El resto del espectro solar, incluidos los rayos infrarrojos cercanos que calientan la piel y que, según un creciente número de investigaciones, parecen desempeñar un papel vital dentro de nuestras células, está fácilmente disponible.
Luego entramos en casa. El espectro se redujo silenciosamente.
El artículo es el siguiente:
Iluminación ETI
Resultados de la investigación: Un estudio revisado por pares, publicado en *Scientific Reports* por investigadores del University College London, aporta pruebas contundentes de este cambio. Los investigadores trabajaron en un edificio profundo cuyas láminas en las ventanas bloqueaban por completo la luz infrarroja de onda larga. Colocaron lámparas de escritorio incandescentes junto a 22 empleados que ya trabajaban bajo iluminación LED estándar. Dos semanas después, la sensibilidad al contraste de color, un indicador clave del rendimiento visual, mejoró aproximadamente un 25 % en ambos ejes visuales principales. Esta mejora se mantuvo tras cuatro y seis semanas de haber retirado la luz incandescente.
El grupo de control, que utilizó luces LED similares sin iluminación suplementaria, no mostró cambios sustanciales.
El mecanismo identificado por los investigadores está relacionado con las mitocondrias. Las longitudes de onda de la luz azul de las luces LED estándar se concentran principalmente en el rango de 420-450 nm, mientras que las longitudes de onda superiores a 700 nm son prácticamente inexistentes. Los autores sugieren que este desequilibrio espectral inhibe la función mitocondrial en la retina (el tejido con la mayor tasa metabólica del cuerpo) y que la reintroducción de longitudes de onda de luz más largas puede revertir parcialmente esta inhibición.
Por qué aún se requiere precaución
Es fundamental leer con atención. Este estudio utilizó solo 22 participantes y se realizó en el mismo lugar durante los meses más oscuros del otoño y el invierno en el Reino Unido. Los participantes prácticamente no recibieron luz solar y tuvieron iluminación artificial en sus hogares durante el fin de semana. Los argumentos causales del artículo superan con creces lo que el tamaño de la muestra puede respaldar. Los autores incluso utilizaron la expresión «"debilitamiento"» en el título.
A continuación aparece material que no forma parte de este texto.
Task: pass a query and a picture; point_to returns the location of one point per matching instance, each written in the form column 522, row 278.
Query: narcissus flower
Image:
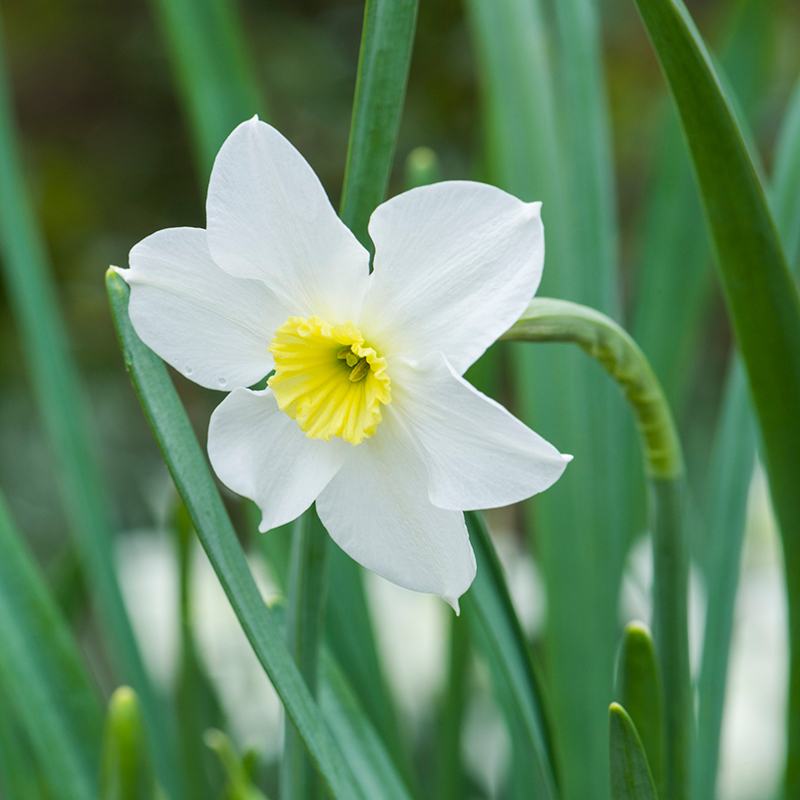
column 365, row 411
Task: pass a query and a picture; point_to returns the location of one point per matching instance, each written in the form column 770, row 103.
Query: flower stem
column 307, row 582
column 547, row 320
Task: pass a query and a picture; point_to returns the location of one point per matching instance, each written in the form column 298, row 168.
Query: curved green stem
column 547, row 320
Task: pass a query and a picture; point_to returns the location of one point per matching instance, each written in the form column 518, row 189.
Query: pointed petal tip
column 113, row 270
column 535, row 208
column 453, row 603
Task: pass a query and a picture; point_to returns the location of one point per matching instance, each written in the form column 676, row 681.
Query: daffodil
column 365, row 411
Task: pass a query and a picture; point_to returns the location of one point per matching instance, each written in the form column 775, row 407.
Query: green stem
column 307, row 579
column 560, row 321
column 450, row 772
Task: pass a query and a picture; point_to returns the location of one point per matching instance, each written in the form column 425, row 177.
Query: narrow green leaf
column 674, row 299
column 364, row 749
column 640, row 693
column 196, row 704
column 59, row 396
column 240, row 785
column 193, row 480
column 450, row 778
column 785, row 194
column 588, row 155
column 18, row 774
column 630, row 772
column 580, row 521
column 383, row 64
column 42, row 675
column 488, row 610
column 307, row 588
column 387, row 39
column 214, row 75
column 548, row 320
column 126, row 773
column 731, row 469
column 761, row 297
column 366, row 752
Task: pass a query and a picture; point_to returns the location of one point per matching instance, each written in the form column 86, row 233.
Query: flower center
column 328, row 379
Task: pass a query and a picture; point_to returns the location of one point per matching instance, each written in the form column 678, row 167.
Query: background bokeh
column 109, row 159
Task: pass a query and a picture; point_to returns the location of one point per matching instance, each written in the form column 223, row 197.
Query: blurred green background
column 109, row 158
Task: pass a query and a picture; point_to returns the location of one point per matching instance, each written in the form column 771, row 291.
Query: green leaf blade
column 488, row 610
column 192, row 477
column 761, row 296
column 383, row 65
column 640, row 692
column 43, row 677
column 630, row 773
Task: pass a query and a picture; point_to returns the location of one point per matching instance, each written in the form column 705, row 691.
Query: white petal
column 259, row 452
column 477, row 454
column 377, row 510
column 213, row 328
column 269, row 218
column 456, row 263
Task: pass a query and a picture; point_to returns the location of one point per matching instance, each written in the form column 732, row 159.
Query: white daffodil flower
column 366, row 411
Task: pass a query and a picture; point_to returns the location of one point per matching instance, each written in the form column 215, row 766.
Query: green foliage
column 535, row 150
column 126, row 772
column 240, row 784
column 630, row 773
column 28, row 278
column 42, row 675
column 383, row 64
column 640, row 692
column 761, row 296
column 214, row 75
column 490, row 614
column 193, row 480
column 304, row 622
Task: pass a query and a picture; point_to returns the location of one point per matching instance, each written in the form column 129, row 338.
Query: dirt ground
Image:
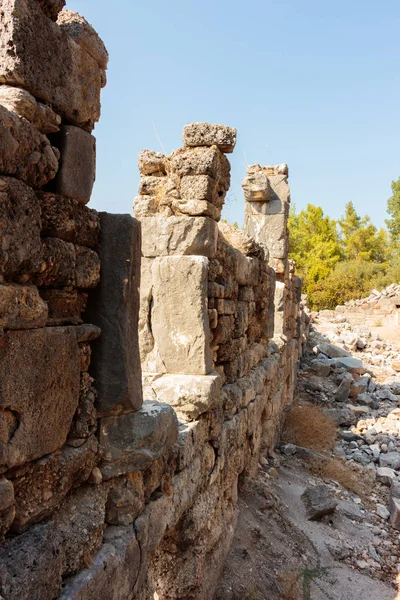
column 278, row 554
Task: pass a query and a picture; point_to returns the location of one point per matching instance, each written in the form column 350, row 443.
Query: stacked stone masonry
column 144, row 362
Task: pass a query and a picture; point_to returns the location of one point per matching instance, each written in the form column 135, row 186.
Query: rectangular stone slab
column 163, row 236
column 21, row 246
column 179, row 318
column 39, row 392
column 24, row 152
column 38, row 55
column 114, row 307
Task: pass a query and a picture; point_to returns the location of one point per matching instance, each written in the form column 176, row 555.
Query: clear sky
column 312, row 83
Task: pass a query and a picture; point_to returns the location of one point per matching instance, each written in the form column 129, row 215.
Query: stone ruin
column 145, row 362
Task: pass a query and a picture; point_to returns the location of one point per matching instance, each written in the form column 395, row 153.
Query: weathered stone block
column 39, row 400
column 132, row 442
column 207, row 134
column 198, row 161
column 21, row 307
column 118, row 560
column 77, row 172
column 68, row 220
column 179, row 317
column 64, row 306
column 24, row 104
column 256, row 187
column 83, row 34
column 190, row 395
column 87, row 268
column 21, row 247
column 65, row 265
column 72, row 79
column 51, row 8
column 24, row 152
column 151, row 163
column 198, row 187
column 114, row 307
column 41, row 557
column 41, row 486
column 179, row 235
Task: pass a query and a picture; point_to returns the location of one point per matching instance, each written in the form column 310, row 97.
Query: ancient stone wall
column 144, row 363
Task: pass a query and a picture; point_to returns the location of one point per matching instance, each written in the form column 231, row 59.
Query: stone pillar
column 179, row 203
column 267, row 196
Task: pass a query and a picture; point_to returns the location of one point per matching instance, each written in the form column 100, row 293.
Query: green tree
column 360, row 238
column 393, row 209
column 314, row 244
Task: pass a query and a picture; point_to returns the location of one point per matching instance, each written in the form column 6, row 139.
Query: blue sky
column 314, row 84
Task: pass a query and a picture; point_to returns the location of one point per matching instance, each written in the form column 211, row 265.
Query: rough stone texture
column 77, row 172
column 190, row 395
column 36, row 411
column 83, row 34
column 117, row 561
column 21, row 248
column 25, row 153
column 179, row 235
column 131, row 442
column 36, row 561
column 181, row 329
column 68, row 220
column 24, row 104
column 319, row 501
column 72, row 79
column 51, row 8
column 206, row 134
column 65, row 264
column 114, row 307
column 40, row 486
column 64, row 306
column 21, row 307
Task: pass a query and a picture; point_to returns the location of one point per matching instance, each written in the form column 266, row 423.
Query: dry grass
column 359, row 483
column 309, row 427
column 289, row 584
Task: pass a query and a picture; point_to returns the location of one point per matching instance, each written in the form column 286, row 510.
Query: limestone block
column 41, row 486
column 256, row 187
column 83, row 34
column 64, row 306
column 132, row 442
column 24, row 152
column 198, row 161
column 68, row 220
column 77, row 172
column 51, row 8
column 198, row 187
column 21, row 307
column 126, row 499
column 114, row 307
column 65, row 264
column 196, row 208
column 72, row 79
column 207, row 134
column 24, row 104
column 151, row 163
column 21, row 247
column 179, row 317
column 118, row 560
column 190, row 395
column 39, row 400
column 179, row 235
column 41, row 558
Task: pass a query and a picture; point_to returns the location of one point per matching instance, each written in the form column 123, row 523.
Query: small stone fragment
column 319, row 501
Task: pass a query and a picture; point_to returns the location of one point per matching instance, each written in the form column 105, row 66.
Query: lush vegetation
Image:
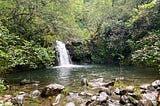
column 121, row 31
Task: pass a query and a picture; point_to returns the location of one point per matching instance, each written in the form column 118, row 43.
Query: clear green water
column 71, row 76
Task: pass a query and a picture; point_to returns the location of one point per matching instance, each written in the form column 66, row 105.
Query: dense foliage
column 111, row 31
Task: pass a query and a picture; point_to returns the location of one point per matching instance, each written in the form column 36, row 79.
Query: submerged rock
column 28, row 81
column 35, row 94
column 19, row 99
column 102, row 97
column 145, row 102
column 84, row 82
column 52, row 90
column 124, row 100
column 130, row 89
column 156, row 83
column 146, row 87
column 106, row 90
column 70, row 104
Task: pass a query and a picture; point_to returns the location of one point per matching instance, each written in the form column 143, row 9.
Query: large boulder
column 156, row 83
column 35, row 94
column 52, row 90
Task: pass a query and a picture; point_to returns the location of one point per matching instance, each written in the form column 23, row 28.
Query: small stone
column 117, row 91
column 124, row 100
column 52, row 90
column 7, row 96
column 84, row 82
column 70, row 104
column 102, row 97
column 93, row 98
column 145, row 102
column 147, row 87
column 8, row 104
column 130, row 89
column 107, row 90
column 35, row 94
column 158, row 97
column 156, row 83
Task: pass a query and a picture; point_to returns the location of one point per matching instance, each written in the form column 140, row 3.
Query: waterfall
column 63, row 56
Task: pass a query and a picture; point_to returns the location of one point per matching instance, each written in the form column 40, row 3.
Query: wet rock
column 145, row 102
column 8, row 96
column 27, row 81
column 58, row 97
column 35, row 94
column 110, row 83
column 146, row 87
column 158, row 98
column 113, row 103
column 156, row 83
column 150, row 96
column 52, row 90
column 129, row 104
column 117, row 91
column 84, row 82
column 130, row 89
column 106, row 90
column 94, row 98
column 102, row 97
column 135, row 96
column 119, row 79
column 19, row 99
column 74, row 97
column 124, row 99
column 76, row 43
column 70, row 104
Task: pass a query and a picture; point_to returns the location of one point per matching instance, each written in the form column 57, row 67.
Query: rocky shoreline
column 96, row 92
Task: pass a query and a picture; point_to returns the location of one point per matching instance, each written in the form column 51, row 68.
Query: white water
column 63, row 56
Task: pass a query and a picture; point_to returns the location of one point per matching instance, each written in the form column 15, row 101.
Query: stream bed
column 71, row 77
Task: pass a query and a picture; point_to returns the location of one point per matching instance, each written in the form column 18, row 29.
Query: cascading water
column 63, row 56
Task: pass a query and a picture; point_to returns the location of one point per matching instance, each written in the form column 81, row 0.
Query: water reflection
column 72, row 75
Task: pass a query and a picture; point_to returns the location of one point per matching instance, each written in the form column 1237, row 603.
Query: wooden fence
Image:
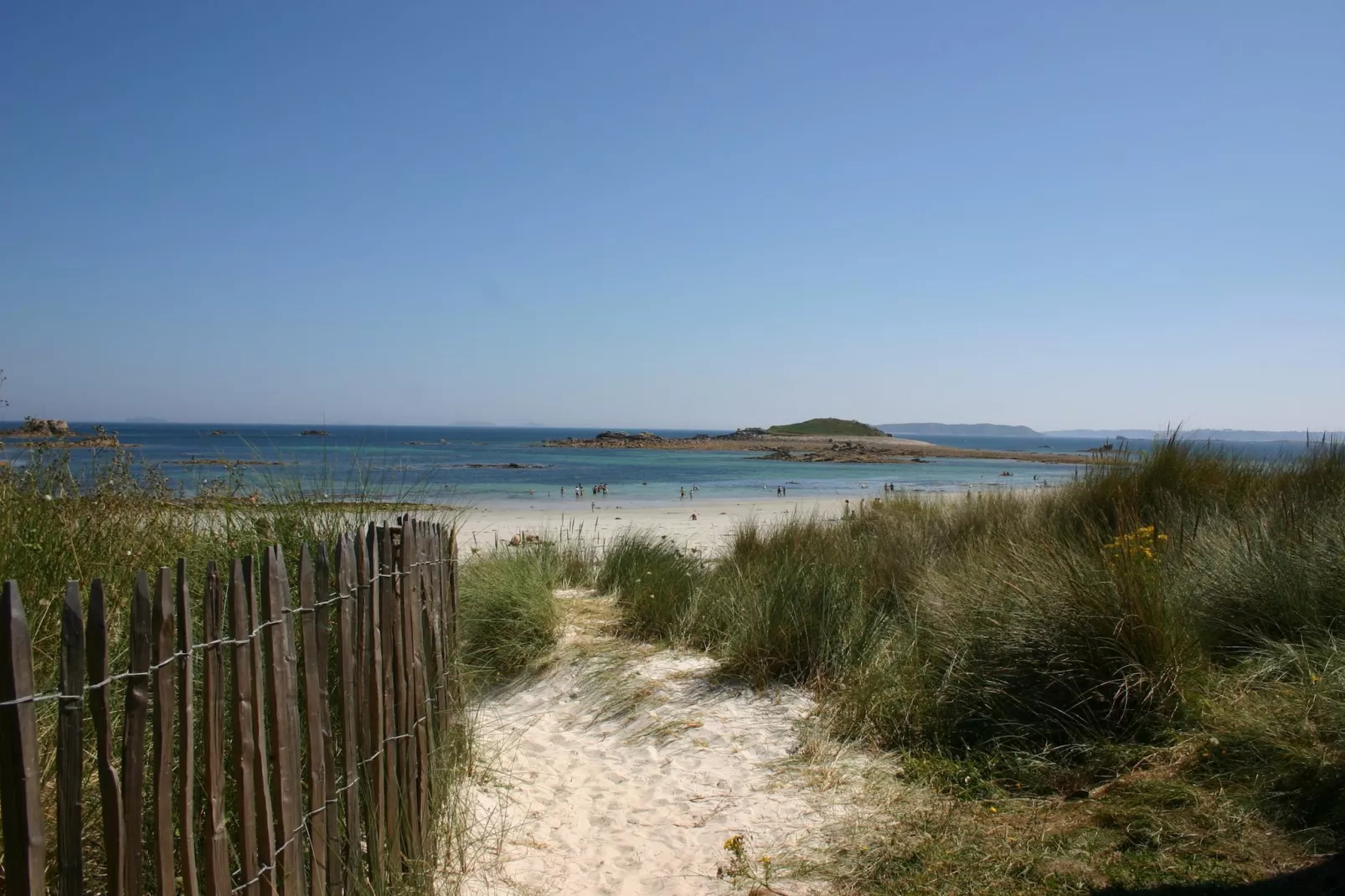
column 315, row 762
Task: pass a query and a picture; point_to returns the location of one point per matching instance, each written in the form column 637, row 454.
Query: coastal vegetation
column 1134, row 678
column 108, row 517
column 826, row 427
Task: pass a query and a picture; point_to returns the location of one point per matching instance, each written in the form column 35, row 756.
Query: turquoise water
column 379, row 461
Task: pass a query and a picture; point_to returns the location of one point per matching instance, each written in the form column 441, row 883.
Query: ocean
column 468, row 465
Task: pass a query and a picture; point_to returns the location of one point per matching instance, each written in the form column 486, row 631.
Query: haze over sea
column 470, row 465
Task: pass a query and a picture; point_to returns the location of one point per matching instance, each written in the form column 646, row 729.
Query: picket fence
column 322, row 780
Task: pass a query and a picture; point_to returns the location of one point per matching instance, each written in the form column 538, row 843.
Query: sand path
column 624, row 770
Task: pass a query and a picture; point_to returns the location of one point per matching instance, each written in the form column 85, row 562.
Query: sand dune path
column 624, row 770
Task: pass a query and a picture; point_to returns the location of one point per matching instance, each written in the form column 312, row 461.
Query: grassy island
column 826, row 427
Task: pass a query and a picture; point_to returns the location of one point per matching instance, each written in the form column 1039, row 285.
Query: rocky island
column 812, row 441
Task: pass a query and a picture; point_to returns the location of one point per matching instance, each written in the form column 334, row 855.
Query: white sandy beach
column 626, row 769
column 708, row 532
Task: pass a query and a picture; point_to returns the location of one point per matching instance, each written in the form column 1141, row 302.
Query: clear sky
column 703, row 213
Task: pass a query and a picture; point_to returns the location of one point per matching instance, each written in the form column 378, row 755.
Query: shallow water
column 381, row 461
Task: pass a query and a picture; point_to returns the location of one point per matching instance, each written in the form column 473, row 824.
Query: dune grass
column 1167, row 629
column 108, row 517
column 508, row 614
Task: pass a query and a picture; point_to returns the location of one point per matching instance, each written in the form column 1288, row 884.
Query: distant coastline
column 841, row 450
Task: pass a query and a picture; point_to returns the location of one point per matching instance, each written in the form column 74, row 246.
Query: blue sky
column 694, row 213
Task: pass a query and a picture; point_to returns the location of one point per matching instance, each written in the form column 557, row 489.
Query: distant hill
column 826, row 427
column 1198, row 435
column 959, row 430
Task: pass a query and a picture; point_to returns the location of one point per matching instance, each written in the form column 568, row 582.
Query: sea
column 501, row 467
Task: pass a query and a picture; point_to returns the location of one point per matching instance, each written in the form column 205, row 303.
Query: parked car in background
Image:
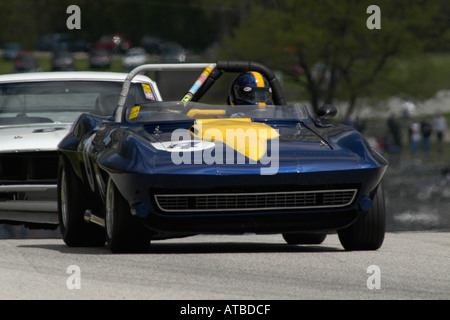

Esto es simplemente una afirmación y aún no ha alcanzado un consenso.
Continuamos siguiendo de cerca esta área. En noviembre de 2024, informamos sobre un estudio publicado en el *Journal of Environmental Psychology* que mostraba que la irradiación infrarroja cercana podía mejorar el estado de ánimo y los indicadores de estrés en condiciones controladas, pero también señalaba que sus efectos sobre la cognición eran más complejos.
Este nuevo estudio de la UCL añade un entorno laboral real, una gama más amplia de intervenciones y resultados duraderos que los experimentos anteriores de longitud de onda estrecha no lograron producir.